先程名前を出した本の中では、世界を4つのレベルに分けて考えるべし、と綴られている。


あまりここで話すとネタバレになってしまうので、今回はレベル毎の人口分布について軽く紹介させてもらおう。


先ず、世界には70億人の人々が暮らしていて、レベル1には10億人の人々が暮らしている。次に、レベル2に30億人、レベル3に20億人、そして我が国日本を含めたレベル4に10億人、といった具合である。


この「4つのレベルに分けて世界を見る」という考え方は非常に重要だ。


今回の場合も、レベル分けを行い、それにデータを当てはめて考えれば、所謂中間所得層が1番多いことが分かる。


「エリート」



このような言葉を聞いた事はあるだろうか?


これも分断本能の一種である。何故そう言えるかというと、「エリート」と「そうでない人達」これを分ける明確な定義など定められていないし、そもそも定めることは出来ないからだ。


ここで簡単な思考実験をしてみよう。先ずこう仮定する。

「エリートとは年収1000万円以上の人のことを指すのだ」と。


さぁここで疑問が湧いてくる。


年収999万9000円の人はエリートでは無いのか?


1000円だ。その差はたったの千円なのだ。


正直あってもなくても変わらないような金額である。


だが、今仮定した定義に当てはめればこの人はエリートではない。



まったくふざけた話であるが、何故このようなことになるのだろうか?


それは定義しようとするその行為それ自体がバカバカしいからである。


思考実験の話をする前に、そもそも定義することなどできないと書いたが、その意味を分かっていただけただろうか。



基準を明確に定義することもできないのに、どうして「エリート」と「そうでない人達」という2つの勢力を見ることができようか。


世界とはどこまでも複雑で難解なものだ。


そして残念ながら我々は非常に頭が悪い(この地球上に存在する人類以外全ての生物を比較対象から除けばの話であるが)。


混沌としたありのままの世界の情報をそのまま思考に使ってしまえば、我々の脳はあっという間にオーバーヒートしてしまうだろう。


思考停止してフリーズしてる間に、何処かの肉食獣に食べられてしまう(ちょっと極端な言い方をしたが、何れにせよ我々の能力が有限である以上、思考に必要以上のリソースが割かれることは好ましくない)。

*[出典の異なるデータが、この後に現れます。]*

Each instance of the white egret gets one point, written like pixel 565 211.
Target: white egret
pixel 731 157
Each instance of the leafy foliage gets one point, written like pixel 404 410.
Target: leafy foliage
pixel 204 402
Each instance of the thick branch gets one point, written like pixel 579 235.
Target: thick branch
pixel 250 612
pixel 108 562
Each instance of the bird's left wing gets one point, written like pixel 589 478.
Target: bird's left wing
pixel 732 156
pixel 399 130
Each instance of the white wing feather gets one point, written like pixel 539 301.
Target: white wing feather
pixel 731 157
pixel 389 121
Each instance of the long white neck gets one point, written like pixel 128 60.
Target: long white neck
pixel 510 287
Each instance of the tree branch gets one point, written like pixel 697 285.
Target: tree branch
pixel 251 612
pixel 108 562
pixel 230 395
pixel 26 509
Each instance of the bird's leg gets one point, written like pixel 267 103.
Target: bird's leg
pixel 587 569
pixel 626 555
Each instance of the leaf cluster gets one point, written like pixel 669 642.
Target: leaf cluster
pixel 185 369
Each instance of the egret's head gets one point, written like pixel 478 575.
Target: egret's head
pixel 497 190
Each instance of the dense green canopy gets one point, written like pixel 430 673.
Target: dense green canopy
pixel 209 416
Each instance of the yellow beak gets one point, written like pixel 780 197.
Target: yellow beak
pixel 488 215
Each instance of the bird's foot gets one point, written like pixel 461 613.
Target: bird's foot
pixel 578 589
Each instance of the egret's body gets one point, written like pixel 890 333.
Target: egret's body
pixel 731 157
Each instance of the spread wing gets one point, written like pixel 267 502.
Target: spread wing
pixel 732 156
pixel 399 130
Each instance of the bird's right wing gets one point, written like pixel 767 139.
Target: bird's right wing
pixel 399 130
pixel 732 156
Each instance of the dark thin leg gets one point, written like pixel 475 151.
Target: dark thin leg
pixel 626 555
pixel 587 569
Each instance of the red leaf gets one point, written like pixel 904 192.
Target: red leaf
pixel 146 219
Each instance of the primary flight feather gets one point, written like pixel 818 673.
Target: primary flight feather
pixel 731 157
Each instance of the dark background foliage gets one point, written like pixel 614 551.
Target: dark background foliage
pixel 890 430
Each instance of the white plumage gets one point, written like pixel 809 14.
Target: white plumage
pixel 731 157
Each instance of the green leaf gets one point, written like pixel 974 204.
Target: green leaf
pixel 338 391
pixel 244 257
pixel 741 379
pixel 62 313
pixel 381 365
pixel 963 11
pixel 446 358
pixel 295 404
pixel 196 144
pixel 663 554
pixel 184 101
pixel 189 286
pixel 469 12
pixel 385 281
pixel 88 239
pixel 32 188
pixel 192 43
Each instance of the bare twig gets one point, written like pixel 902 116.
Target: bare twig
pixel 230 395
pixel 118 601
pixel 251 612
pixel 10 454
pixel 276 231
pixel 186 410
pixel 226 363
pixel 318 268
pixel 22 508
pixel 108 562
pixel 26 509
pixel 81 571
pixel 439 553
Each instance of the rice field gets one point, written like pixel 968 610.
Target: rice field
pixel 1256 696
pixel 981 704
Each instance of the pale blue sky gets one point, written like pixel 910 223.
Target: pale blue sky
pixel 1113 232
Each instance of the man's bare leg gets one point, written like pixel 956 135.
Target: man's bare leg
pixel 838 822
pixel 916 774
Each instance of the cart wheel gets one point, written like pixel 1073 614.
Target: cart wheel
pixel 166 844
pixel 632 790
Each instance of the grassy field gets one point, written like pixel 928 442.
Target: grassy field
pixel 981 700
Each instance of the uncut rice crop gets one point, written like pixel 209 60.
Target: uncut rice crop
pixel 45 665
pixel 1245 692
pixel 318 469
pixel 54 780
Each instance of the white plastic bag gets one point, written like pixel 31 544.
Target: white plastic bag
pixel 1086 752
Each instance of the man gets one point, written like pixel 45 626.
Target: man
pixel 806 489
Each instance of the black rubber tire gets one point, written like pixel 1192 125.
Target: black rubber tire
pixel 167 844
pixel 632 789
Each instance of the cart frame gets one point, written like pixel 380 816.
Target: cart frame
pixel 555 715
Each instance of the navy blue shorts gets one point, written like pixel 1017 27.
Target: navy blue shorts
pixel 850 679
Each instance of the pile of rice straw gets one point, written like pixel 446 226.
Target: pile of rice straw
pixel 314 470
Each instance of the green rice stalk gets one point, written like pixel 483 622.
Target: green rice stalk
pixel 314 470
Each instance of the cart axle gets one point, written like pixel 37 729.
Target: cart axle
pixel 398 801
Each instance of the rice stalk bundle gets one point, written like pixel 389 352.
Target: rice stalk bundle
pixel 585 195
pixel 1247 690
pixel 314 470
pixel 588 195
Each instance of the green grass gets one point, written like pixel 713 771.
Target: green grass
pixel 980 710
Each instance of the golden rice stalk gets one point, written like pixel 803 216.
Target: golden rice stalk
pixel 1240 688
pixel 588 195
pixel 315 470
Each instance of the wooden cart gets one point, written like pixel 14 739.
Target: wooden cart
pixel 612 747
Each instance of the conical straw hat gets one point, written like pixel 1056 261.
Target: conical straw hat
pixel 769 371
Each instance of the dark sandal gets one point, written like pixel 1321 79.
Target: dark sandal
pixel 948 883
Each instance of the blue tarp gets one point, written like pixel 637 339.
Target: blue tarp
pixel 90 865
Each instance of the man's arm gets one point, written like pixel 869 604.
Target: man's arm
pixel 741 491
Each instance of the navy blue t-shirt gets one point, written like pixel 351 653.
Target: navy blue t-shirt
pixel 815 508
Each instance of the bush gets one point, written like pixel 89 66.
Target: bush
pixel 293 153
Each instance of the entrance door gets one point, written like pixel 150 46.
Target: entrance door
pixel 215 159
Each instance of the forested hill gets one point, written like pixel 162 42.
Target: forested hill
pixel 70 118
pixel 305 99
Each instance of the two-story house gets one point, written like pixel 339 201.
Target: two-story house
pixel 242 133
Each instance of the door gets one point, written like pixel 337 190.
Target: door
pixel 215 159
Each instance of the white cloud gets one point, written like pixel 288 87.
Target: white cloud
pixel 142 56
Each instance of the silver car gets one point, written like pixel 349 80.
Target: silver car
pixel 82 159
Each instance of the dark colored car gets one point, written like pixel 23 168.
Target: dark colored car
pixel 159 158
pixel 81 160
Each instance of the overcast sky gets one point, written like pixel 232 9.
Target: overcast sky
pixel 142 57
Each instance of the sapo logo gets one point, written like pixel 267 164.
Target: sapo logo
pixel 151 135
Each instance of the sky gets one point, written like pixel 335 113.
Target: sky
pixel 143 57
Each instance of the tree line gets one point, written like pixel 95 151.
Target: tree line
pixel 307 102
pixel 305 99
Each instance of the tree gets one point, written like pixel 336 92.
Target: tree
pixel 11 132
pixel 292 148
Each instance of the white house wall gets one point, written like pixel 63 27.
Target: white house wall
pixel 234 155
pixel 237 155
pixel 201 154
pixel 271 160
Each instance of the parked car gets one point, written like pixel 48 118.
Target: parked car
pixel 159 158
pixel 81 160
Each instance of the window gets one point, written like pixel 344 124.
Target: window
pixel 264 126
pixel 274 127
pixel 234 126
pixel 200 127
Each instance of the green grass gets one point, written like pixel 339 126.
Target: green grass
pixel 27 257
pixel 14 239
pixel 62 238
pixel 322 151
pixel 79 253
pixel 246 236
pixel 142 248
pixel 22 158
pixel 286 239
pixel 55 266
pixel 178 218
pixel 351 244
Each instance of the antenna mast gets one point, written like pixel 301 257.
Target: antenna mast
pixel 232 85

それでは生き残れない。どうにかしてデータを圧縮しなくてはならない。


そうして我々が進化の過程で手に入れた能力が、この分断本能である。


世界をパターン化すれば、大幅にデータを圧縮できる。


こうして思考を軽くすることに我々は成功したのだ。


人類が狩猟をして生活していた時代の名残が今も尚我々の中に生きていると考えると、感慨深いものがある。


余談だが、この拙文にも度々出てきている、「分かる」という表現。


この「分」という漢字の意味は、「別々にする」「わける」といったものだが、そこに「かる」という送り仮名をつけて「理解する」という意味になる。

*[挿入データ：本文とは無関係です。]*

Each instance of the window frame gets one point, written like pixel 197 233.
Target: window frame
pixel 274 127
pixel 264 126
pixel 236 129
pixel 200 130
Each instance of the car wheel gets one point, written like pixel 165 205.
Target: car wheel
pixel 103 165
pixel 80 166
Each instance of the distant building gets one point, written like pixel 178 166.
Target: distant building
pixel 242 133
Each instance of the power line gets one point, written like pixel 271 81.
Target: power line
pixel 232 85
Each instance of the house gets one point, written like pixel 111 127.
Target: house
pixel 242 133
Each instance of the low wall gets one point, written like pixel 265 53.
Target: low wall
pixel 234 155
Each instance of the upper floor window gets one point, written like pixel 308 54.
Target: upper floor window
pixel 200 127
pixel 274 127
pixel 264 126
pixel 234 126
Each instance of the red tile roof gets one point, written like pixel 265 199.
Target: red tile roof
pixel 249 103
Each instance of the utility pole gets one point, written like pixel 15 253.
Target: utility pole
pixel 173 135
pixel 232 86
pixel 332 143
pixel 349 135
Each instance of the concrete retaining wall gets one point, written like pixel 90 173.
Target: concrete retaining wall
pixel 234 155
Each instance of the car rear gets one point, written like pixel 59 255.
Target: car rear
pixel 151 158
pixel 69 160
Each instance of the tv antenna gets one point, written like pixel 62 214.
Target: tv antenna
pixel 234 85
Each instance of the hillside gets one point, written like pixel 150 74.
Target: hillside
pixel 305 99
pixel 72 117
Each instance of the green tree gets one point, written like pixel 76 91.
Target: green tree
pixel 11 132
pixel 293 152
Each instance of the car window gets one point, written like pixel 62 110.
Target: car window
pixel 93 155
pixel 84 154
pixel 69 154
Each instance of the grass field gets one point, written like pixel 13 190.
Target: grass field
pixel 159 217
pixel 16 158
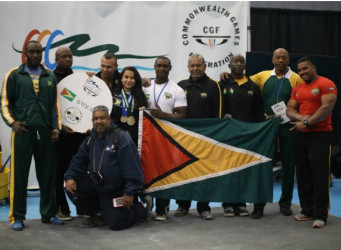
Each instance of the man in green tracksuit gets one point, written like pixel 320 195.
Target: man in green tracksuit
pixel 29 105
pixel 276 86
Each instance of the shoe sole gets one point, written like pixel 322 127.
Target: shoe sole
pixel 316 226
pixel 228 215
pixel 303 219
pixel 65 219
pixel 160 219
pixel 180 215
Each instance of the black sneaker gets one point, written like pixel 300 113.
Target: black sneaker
pixel 180 212
pixel 229 212
pixel 286 211
pixel 147 204
pixel 92 221
pixel 257 213
pixel 241 211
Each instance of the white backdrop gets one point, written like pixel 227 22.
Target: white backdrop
pixel 137 32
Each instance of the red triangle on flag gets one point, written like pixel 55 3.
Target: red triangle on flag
pixel 163 154
pixel 64 92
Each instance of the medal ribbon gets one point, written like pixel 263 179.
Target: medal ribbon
pixel 157 100
pixel 126 103
pixel 278 89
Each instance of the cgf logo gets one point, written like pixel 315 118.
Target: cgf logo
pixel 214 31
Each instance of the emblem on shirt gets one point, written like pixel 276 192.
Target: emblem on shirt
pixel 68 94
pixel 168 95
pixel 110 148
pixel 73 115
pixel 117 102
pixel 315 91
pixel 91 88
pixel 203 95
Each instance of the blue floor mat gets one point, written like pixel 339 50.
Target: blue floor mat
pixel 33 202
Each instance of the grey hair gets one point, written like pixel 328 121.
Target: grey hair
pixel 100 108
pixel 197 56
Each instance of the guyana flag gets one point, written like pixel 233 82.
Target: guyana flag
pixel 218 160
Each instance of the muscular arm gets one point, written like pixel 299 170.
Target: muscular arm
pixel 327 104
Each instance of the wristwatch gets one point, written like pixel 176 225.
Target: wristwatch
pixel 306 123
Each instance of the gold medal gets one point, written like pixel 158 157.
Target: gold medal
pixel 131 120
pixel 123 119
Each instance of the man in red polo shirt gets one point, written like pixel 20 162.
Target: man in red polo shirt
pixel 310 110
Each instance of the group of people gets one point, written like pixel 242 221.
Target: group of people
pixel 102 170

この表現が、我々が世界の事象をパターン化して別々に考え理解しているということを表しているような気がするのは私だけだろうか。


もしそうだとすれば、日本語というのは非常に上手くできているものだと私は思う。


話を戻すが、人類が狩猟をして生活していた時代、この分断本能は非常に便利であったに違いない。


これがあるだけで随分と物事を考え易くなる。


しかし、社会が成熟し、文明が発達した現代では、多様な人種、民族間で交流が行われるようになった。


そうした時世においてこの分断本能は時に、苛烈な差別や偏見を助長する可能性がある、ということを我々は肝に銘じなければならない。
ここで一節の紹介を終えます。